Apple Lobbied for an addition to the American Choice and Innovation Act that would make it easier to defend against any anti-competitive practice on the basis of protecting user privacy
While Apple’s CEO Tim Cook wasn't fully onboard having a team of Washington lobbyists a decade ago, times have changed as Apple is in now the middle of one of its biggest attacks from the antitrust bodies in the U.S. and Europe.
Cook has become one of the country’s most politically active tech CEOs in recent years as Apple struggles to fend off antitrust legislation gaining traction in Congress. The company is ramping up its lobbying spending and hiring well-connected former congressional aides. And it’s cozying up to powerful Washington figures, often deploying Cook to make Apple’s arguments directly to lawmakers.
The antitrust measure, which could come to a vote in the Senate before its August recess, would bar tech giants from using their platforms to undermine rivals. One provision seeks to break Apple’s stranglehold on its App Store and could cost the company billions of dollars.
Apple is spending more than ever on federal lobbying. It reported a record $4.6 million in the first half of this year, $1.5 million more than its first-half figure a year ago. Though Apple disclosed Wednesday that its second-quarter lobbying expenses dipped to $1.9 million, the $2.7 million it spent in the first quarter was about 85% higher than the same period last year.
Since the beginning of 2021, Apple has registered three new lobbying shops with ties to key lawmakers in the antitrust fight. It’s also pulling lobbyists directly from the Capitol’s corridors, bringing in-house a former aide to Senator Amy Klobuchar, the Minnesota Democrat leading the fight against Apple and other tech behemoths.
Apple disclosures show that its roster of in-house and outside lobbyists has increased by more than 50%, to 65 from 43, since 2015. Even so, the total number of lobbyists employed by the iPhone maker is lower than that of other major tech companies’ Washington operations, some of which have dozens more.
And while the company famously doesn’t have a political action committee to make candidate or party donations, the personal campaign contributions of some of its Washington executives have increased.
“Apple has been able to get by on goodwill and a light-touch approach for more than a decade,” said Matt Kent, who advocates for tougher antitrust laws for Public Citizen, the left-leaning consumer-rights group in Washington. The heightened Washington presence “is a testament to how big of a threat” Apple faces, Kent said.
Matt Kent, who advocates for tougher antitrust laws for Public Citizen, the left-leaning consumer-rights group in Washington stated that “It’s significant when a principal from a large company, not to mention one of the biggest companies in the world, comes to a lawmaker and makes the case directly to them. Lawmakers understand what that means.”
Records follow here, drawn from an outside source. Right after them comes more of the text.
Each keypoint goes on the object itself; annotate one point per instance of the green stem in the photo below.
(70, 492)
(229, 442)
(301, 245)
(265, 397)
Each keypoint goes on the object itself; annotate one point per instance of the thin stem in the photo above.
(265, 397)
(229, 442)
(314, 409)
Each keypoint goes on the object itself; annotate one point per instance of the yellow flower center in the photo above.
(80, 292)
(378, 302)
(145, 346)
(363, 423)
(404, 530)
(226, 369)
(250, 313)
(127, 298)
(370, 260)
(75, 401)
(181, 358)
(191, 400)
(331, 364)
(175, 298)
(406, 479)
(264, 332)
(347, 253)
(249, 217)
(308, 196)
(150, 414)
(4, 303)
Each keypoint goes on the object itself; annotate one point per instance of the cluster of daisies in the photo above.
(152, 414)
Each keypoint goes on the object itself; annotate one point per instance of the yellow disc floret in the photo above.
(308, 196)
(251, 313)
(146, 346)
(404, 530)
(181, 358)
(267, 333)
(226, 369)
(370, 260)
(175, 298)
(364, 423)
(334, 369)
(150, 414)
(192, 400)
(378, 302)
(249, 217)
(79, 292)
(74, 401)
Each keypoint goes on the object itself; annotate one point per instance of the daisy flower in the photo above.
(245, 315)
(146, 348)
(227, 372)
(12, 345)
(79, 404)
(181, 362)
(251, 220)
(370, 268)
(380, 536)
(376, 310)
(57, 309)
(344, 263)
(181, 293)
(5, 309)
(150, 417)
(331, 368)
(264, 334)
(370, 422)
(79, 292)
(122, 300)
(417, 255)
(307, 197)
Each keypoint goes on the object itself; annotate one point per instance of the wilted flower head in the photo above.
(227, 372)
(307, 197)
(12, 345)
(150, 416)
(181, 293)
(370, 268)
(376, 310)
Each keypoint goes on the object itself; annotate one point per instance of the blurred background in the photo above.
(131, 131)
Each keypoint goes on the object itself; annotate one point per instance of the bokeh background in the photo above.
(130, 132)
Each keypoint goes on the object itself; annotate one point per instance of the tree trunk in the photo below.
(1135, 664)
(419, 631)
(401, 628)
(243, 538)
Apple’s approach is working to some degree. The latest version of the Senate antitrust measure, the American Choice and Innovation Act, would make it easier for companies to defend any allegedly anti-competitive practice by arguing that it was “reasonably tailored” to protect user privacy.
Apple lobbyists pushed hard for that change with the support of senators including Georgia Democrat Jon Ossoff.
In a rare speech in Washington in April, Cook said: “Here in Washington and elsewhere, policymakers are taking steps in the name of competition that would force Apple to let apps on the iPhone that circumvent the App Store. That means data-hungry companies will be able to avoid our privacy rules and once again track our users against their will. It would also potentially give bad actors a way around the comprehensive security protections we've put in place putting them in direct contact with our users.” For more on this, read the full Bloomberg report.
Back in May, Patently Apple posted a report titled “The Showtime series titled 'Super Pumped' illustrates the depths that a developer will go to get around Apple's Privacy Policies.” The report covered specific incidents where Uber's IT team worked around Apple’s privacy rules with extreme deception. You could read the full report here.
So when I read about Apple’s competitors and their representatives claiming that Apple is overblowing concerns over privacy and security, I laugh. Once I saw what Uber did to temporarily get around Apple’s privacy rules, it’s easy to realize that other unscrupulous companies are in wait ready to break all of Apple's privacy and security rules for the sake of profit, and damn their users.
To protect the interests of European companies like Spotify, the EU antitrust commission will eventually force Apple to make changes over the next year or two. Though for now, the fight is in the U.S. where Apple needs a victory so that it could act as a legal foundation to challenge Europe’s attack on the App Store in 2023.
Apple’s hard lobbying might be able to ensure there isn’t enough votes in the Senate to pass the antitrust bill from Senator Amy Klobuchar next month. That’s the goal for now, and it looks like Apple just might win that battle.